A 107-turn circular coil of radius 2.41 cm is immersed in a uniform magnetic field that is perpendicular to the plane of the coil. during 0.115 s the magnetic field strength increases from 52.1 mt to 91.7 mt. find the magnitude of the average emf, in millivolts, that is induced in the coil during this time interval.

Answer 1

Average emf in the coil: 0.0672 V.

Step-by-step explanation:

Convert all units to standard SI units.

• Radius of the coil:
  `r=2.41\;\text{cm} = 2.41* 10^(-2)\;\text{m}`.
• Initial magnetic field strength:
  `B = 52.1\;\text{mT} = 52.1* 10^(-3)\;\text{T}`.
• Final magnetic field strength:
  `B = 91.7\;\text{mT} = 91.7* 10^(-3)\;\text{T}`.

Consider Faraday's Law of Induction:

`\displaystyle \begin{aligned}\epsilon &= \text{Rate of change in}\;(N\cdot \phi)\\&=\text{Rate of change in}\; (N \cdot (B\cdot A\cdot cos(\theta)))\end{aligned}`

where

• 
  `N\cdot \phi` is the magnetic flux linkage through the coil.
• 
  `N` is the number of turns in the coil.
• 
  `\phi = B\cdot A\cdot cos(\theta)` is the magnetic flux through the coil.
• 
  `B` is the strength of the magnetic field,
• 
  `A` is the area of the coil,
• 
  `\theta` is the angle between the normal of the coil and the magnetic field. The coil is perpendicular to the magnetic field. As a result, the normal of the coil is parallel with the field.
  `\theta = 0`.
  `cos(\theta) = 1`.
  `B\cdot A\cdot cos(\theta) = B\cdot A`.

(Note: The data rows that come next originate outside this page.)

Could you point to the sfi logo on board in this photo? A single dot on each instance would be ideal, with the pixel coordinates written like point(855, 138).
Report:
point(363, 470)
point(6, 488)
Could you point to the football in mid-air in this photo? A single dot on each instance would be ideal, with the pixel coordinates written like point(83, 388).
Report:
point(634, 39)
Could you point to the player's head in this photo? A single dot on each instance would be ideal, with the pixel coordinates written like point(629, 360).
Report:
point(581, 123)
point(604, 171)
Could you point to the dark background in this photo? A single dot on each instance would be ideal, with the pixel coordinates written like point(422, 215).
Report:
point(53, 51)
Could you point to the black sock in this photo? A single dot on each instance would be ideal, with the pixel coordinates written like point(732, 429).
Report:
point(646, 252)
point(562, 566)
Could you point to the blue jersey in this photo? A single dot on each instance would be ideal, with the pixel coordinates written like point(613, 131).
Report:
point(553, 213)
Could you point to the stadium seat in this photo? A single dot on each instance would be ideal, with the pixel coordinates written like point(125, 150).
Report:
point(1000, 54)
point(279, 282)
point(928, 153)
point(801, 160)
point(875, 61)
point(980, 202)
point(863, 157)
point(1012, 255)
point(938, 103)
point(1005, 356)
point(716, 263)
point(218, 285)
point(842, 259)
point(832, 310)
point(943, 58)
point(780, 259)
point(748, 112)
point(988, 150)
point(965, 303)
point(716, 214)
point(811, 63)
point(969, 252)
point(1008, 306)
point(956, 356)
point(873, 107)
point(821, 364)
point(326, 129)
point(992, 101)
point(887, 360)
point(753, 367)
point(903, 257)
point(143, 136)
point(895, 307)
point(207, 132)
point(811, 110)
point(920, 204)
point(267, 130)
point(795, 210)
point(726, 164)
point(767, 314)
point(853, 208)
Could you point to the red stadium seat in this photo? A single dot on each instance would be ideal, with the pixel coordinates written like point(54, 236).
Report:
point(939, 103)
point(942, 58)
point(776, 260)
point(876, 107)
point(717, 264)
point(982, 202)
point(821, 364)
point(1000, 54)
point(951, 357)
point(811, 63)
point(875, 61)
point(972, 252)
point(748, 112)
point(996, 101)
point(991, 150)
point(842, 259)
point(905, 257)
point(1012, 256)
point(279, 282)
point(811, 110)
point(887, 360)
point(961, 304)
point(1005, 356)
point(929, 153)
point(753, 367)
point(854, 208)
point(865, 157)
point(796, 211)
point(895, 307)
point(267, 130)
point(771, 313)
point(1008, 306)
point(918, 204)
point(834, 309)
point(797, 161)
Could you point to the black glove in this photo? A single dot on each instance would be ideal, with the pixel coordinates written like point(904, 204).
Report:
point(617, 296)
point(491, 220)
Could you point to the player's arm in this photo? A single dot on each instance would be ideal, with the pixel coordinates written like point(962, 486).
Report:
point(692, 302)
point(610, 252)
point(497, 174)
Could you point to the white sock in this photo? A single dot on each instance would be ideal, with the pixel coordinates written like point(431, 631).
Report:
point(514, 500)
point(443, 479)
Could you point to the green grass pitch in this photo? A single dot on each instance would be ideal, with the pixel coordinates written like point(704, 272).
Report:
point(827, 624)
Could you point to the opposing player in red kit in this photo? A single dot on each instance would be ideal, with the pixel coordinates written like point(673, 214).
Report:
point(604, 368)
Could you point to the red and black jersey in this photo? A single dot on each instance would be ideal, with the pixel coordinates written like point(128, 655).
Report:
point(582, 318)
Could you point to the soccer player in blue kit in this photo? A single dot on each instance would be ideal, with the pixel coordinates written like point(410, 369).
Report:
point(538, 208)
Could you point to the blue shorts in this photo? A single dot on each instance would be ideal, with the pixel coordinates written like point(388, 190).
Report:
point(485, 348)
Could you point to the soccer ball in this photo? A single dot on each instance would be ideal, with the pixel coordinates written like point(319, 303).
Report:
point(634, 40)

The coil is circular with a radius of
`2.41* 10^(-2)\;\text{m}`. As a result,

`A = \pi\cdot r^(2) = \pi* (2.41* 10^(-2))^(2) = 1.82467* 10^(-3)\;\text{m}^(2)`.

Neither
`N` nor
`A` changes in this 0.115 seconds. As a result, the average rate of change in
`N\cdot B\cdot A` is the same as
`N\cdot A` times the average rate of change in
`B`.

`\displaystyle \begin{aligned}\text{Average}\;\epsilon &= \text{Average Rate of Change in}\; (N\cdot (B\cdot A\cdot cos(\theta)))\\&=\text{Average Rate of Change in}\; (N\cdot B\cdot A) \\&= (N\cdot A)\cdot \text{Average Rate of Change in}\;B\\&= 107* 1.82467* 10^(-3)* (91.7* 10^(-3)- 52.1* 10^(-3))/(0.115)\\ &=0.0672\;\text{V}\end{aligned}`.

All numbers in the question come with three sig. fig. Keep more sig. fig. than that in the calculation but round the final answer to three sig. fig.